A call center’s effectiveness depends on one very important factor: the productivity of its agents. When teams are happy with their job, feel fulfilled and are motivated, they are able to deliver great customer service. And when they’re tired, overworked and dissatisfied, it reflects on their job output as well.
Call centers are often seen as cost centers within their businesses and have been judged solely on the numbers they put out, chief among them cost per contact. As a result, the industry is known for being one of the most competitive and demanding industries to work in to date. This means ensuring agent productivity can be difficult and an overwhelming task for managers.
By making a few adjustments on how you run your call center, you can increase agent engagement and spark motivation. Here are some tips to get you started:
1. Give your agents autonomy
Working in a call center can sometimes become monotonous. In a lot of cases, agents follow a set system of responses, often canned ones, and processes that make them feel their job is tedious and repetitive. Even worse, agents can get stuck not being able to help valuable customers because of those processes. Giving your agents a certain degree of autonomy when it comes to how they approach customer service and some leeway to make decisions themselves can have a major impact on their productivity. They get to hone their skills, genuinely feel like they’re helping more often than not, learn to relate better to customers and become more adept at thinking on their feet.
2. Allow agents to take frequent, short breaks
There are numerous causes of tension and stress in a call center — irate customers, deadlines, meeting quotas and very stringent protocols that need to be followed. All of these aspects of working in a call center can add up and affect day to day productivity and job satisfaction. A quick solution? Give your agents the option to take short but frequent breaks throughout their shift. Whether it’s to use the restroom, grab a snack or a quick cup of coffee, or simply to take a breather, doing so can help give them some sense of control over what’s causing their stress and improve productivity. Not to mention, breaks give agents a chance to simply reset and meet the next customer confidently with a smile.
3. Measure agent performance and reflect together
In addition to the Key Performance Indicators (KPIs) that have been traditionally used to measure how well agents perform, you can also utilize newer technology to provide more specific, individualized insight into an agent’s performance and where they can improve. Today, you can integrate technology that studies speech analytics, time spent on calls, response times and other critical elements to assess what areas need improvement and coaching.
The most important part of measuring performance is to allow agents to reflect on it themselves. Being part of that process as a manager usually exposes inefficient processes and other causes of agent dissatisfaction (which correlates well with customer dissatisfaction too).
4. Be sure to recognize a job well done
Providing agents with positive feedback, incentivizing great performance and recognizing even small achievements are great motivators for some agents. Knowing that they are making a difference to customers and the company they work for highlights their relevance and importance to the business.

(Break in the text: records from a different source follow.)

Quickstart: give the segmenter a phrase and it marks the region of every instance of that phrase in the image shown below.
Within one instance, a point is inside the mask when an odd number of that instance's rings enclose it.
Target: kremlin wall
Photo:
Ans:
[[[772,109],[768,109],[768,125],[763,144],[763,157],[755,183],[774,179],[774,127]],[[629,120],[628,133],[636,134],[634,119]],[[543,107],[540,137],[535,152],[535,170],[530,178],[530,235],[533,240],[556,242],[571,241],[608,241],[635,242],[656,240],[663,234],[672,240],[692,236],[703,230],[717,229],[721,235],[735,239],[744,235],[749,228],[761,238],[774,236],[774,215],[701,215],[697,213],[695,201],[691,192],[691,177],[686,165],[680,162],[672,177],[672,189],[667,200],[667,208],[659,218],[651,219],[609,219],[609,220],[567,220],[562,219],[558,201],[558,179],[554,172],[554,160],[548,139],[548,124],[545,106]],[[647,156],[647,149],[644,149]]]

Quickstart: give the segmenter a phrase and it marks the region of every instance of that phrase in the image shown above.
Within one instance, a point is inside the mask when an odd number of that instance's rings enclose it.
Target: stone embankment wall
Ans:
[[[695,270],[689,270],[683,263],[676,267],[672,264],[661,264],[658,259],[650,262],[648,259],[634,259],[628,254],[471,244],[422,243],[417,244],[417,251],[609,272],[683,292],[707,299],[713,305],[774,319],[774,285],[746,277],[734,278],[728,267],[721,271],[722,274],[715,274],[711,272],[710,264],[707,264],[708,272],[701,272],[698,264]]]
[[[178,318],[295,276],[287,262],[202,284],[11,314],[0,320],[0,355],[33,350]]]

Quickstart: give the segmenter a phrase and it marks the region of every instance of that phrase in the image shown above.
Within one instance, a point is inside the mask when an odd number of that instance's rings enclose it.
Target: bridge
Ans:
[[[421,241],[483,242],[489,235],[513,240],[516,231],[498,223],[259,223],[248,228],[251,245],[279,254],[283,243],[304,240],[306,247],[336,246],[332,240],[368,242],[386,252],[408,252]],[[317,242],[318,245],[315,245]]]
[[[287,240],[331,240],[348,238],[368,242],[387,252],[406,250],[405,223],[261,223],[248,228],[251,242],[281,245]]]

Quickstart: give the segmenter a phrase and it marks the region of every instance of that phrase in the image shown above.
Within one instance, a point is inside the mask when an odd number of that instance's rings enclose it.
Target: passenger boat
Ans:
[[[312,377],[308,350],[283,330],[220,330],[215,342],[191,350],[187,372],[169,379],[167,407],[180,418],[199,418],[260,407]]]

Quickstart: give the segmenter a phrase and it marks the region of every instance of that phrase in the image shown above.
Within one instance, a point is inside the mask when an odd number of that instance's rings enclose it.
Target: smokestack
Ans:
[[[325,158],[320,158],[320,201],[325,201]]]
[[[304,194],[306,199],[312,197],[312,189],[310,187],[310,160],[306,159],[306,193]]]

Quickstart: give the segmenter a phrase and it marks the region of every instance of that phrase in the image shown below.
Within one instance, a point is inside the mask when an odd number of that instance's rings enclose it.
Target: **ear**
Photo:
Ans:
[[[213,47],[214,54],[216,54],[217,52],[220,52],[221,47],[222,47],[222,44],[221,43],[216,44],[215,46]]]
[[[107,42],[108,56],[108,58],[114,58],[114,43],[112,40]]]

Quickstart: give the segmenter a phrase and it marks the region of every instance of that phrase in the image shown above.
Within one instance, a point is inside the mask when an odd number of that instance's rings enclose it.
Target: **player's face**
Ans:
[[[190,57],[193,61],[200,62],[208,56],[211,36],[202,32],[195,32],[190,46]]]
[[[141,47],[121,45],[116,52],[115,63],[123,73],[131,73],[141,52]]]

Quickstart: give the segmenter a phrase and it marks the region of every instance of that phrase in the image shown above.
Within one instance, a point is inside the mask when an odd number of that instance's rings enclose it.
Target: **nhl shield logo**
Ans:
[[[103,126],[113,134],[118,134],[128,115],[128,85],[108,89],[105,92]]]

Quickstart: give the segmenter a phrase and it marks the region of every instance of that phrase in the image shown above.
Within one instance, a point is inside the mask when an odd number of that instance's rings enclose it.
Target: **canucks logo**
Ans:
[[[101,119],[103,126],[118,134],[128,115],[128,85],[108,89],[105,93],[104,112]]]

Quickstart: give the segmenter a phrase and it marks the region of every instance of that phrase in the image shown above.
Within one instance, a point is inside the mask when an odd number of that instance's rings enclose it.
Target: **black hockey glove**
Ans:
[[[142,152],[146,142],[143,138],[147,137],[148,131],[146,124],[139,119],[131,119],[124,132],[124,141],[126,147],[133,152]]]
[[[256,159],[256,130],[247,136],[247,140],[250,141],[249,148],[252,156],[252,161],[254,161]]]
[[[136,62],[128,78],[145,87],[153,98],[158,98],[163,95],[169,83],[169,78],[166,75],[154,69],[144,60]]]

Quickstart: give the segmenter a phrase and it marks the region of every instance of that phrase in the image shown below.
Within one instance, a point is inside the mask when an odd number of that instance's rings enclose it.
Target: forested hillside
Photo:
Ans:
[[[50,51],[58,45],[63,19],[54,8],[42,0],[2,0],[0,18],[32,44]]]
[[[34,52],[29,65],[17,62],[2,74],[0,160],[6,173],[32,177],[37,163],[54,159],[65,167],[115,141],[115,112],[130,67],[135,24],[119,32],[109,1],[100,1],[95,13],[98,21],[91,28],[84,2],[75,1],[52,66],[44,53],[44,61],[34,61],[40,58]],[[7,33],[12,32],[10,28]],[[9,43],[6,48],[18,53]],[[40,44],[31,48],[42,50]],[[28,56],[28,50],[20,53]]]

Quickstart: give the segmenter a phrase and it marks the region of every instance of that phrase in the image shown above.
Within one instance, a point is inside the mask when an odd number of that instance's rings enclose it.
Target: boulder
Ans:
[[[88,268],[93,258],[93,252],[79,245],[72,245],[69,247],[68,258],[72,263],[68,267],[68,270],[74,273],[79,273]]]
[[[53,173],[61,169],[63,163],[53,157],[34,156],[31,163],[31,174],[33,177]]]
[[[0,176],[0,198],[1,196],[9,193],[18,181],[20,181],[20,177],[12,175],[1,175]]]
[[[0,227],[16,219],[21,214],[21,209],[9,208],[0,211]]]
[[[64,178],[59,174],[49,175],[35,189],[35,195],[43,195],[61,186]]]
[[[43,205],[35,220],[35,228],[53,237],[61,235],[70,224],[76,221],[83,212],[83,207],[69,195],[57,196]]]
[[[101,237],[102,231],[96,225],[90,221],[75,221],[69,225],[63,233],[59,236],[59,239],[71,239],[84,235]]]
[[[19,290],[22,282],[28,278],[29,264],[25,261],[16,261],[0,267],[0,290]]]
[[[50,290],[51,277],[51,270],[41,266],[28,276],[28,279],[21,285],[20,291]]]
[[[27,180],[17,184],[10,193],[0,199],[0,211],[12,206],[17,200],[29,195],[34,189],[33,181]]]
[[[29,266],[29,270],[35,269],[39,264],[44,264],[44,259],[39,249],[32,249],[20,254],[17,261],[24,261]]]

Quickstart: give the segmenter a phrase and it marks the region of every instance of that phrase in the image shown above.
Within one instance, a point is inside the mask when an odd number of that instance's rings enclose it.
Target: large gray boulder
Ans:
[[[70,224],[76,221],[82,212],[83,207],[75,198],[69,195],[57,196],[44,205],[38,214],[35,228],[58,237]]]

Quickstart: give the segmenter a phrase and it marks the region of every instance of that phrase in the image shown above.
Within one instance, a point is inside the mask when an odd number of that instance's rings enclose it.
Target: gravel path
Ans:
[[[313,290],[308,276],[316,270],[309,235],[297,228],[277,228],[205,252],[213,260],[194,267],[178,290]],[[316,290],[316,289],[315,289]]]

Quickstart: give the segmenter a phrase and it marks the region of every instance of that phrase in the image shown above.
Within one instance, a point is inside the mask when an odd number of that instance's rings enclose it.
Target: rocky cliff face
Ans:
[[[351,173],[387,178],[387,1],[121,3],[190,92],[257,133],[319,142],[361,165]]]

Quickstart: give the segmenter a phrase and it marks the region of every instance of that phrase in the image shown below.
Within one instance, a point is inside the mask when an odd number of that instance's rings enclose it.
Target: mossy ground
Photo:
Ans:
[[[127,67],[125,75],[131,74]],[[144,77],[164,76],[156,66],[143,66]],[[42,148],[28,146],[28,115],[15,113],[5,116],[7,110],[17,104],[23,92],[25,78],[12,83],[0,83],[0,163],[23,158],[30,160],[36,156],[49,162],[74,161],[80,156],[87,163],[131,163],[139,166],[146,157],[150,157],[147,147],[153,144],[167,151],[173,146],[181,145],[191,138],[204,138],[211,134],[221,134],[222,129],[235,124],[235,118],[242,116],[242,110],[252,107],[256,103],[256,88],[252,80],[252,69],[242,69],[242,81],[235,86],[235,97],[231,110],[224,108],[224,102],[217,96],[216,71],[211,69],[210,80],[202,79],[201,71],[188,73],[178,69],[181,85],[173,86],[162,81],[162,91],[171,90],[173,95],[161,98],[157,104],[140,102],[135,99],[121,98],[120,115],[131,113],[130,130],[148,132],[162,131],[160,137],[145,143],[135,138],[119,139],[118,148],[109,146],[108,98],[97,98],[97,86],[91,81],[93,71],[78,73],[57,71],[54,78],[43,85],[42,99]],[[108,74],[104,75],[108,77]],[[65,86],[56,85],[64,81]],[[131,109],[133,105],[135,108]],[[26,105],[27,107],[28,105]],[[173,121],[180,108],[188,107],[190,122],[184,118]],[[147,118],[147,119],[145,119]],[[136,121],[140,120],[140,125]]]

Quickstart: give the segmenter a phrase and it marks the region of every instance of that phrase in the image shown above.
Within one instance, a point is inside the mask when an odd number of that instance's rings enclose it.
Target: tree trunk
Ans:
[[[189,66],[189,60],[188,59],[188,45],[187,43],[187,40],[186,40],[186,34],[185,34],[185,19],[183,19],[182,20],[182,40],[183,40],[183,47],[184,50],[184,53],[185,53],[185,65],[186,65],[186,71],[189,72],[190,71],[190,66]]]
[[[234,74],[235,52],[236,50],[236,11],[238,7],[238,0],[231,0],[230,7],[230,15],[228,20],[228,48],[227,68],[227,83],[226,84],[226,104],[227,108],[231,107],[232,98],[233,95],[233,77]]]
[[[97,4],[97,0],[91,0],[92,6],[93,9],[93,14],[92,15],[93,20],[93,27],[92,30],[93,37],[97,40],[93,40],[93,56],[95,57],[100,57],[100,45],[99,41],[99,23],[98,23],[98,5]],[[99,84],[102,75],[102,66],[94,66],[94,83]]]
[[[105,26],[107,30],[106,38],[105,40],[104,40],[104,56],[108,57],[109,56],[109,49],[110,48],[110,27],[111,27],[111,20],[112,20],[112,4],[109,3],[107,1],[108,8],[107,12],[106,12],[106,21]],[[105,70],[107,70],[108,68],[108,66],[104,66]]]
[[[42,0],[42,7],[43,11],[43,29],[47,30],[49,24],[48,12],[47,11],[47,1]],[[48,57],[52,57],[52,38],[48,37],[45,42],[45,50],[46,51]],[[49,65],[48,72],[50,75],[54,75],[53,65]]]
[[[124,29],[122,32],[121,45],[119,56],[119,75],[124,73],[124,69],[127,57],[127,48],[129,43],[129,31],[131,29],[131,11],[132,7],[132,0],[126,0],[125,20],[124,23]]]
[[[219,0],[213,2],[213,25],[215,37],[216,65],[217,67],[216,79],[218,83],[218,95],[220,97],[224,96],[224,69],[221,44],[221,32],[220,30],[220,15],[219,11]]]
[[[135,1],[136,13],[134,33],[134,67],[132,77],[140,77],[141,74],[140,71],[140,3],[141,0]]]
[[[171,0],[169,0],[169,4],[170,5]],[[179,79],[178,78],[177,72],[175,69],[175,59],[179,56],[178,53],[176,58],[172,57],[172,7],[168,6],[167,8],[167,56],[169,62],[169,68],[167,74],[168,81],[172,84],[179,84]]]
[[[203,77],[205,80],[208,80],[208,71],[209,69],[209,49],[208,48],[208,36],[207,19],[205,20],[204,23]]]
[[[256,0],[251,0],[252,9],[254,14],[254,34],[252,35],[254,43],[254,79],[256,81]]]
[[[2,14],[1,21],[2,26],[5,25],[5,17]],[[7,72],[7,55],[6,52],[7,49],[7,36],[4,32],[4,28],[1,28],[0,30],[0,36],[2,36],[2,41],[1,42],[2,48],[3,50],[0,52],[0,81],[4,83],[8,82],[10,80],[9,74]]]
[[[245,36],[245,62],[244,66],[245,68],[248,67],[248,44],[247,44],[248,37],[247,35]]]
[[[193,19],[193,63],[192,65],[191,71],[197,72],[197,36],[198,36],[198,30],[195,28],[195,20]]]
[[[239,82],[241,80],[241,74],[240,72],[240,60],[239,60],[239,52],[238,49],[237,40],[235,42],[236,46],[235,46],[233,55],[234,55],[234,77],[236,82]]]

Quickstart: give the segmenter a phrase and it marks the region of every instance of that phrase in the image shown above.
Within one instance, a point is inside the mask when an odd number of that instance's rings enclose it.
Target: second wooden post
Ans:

Incentives can also be an effective way to spur motivation, whether you are offering major bonuses or free lunches. Incentives can give agents an extra push to continually strive to be their best. However, if you decide to provide incentives, make sure they encourage behavior that won’t ultimately cause your business harm. For instance, incentivising the ability to take many calls won’t always have a positive effect on performance: in some cases it can cause agents to rush through calls, often failing to adequately solve a customer’s problem, which in turn just causes the customer to call again.
5. Develop multichannel agents
In an industry where repetition is impossible to avoid, developing multichannel agents not only provides agents with a more diversified workday, but it also provides agents the opportunity to expand their skill set. Developing multichannel agents increases employee retention and reduces fatigue due to the variation in tasks.
By training agents in providing customer service on multiple channels, agents have the opportunity to uncover more of their strengths, which you can utilize to refine skill-based routing. It also allows your customer service department to deliver higher quality service, increasing customer satisfaction. All of these benefits improve agents’ overall work experience, sense of fulfillment and productivity as a result.
It’s important that employees feel valued and relevant in an organization so they remain committed and motivated to do their jobs well. Investing in your agents will help your call center perform consistently better and retain employees. Start by implementing some of these tips and consider the benefits of running a multichannel contact center to keep morale and productivity levels consistently high.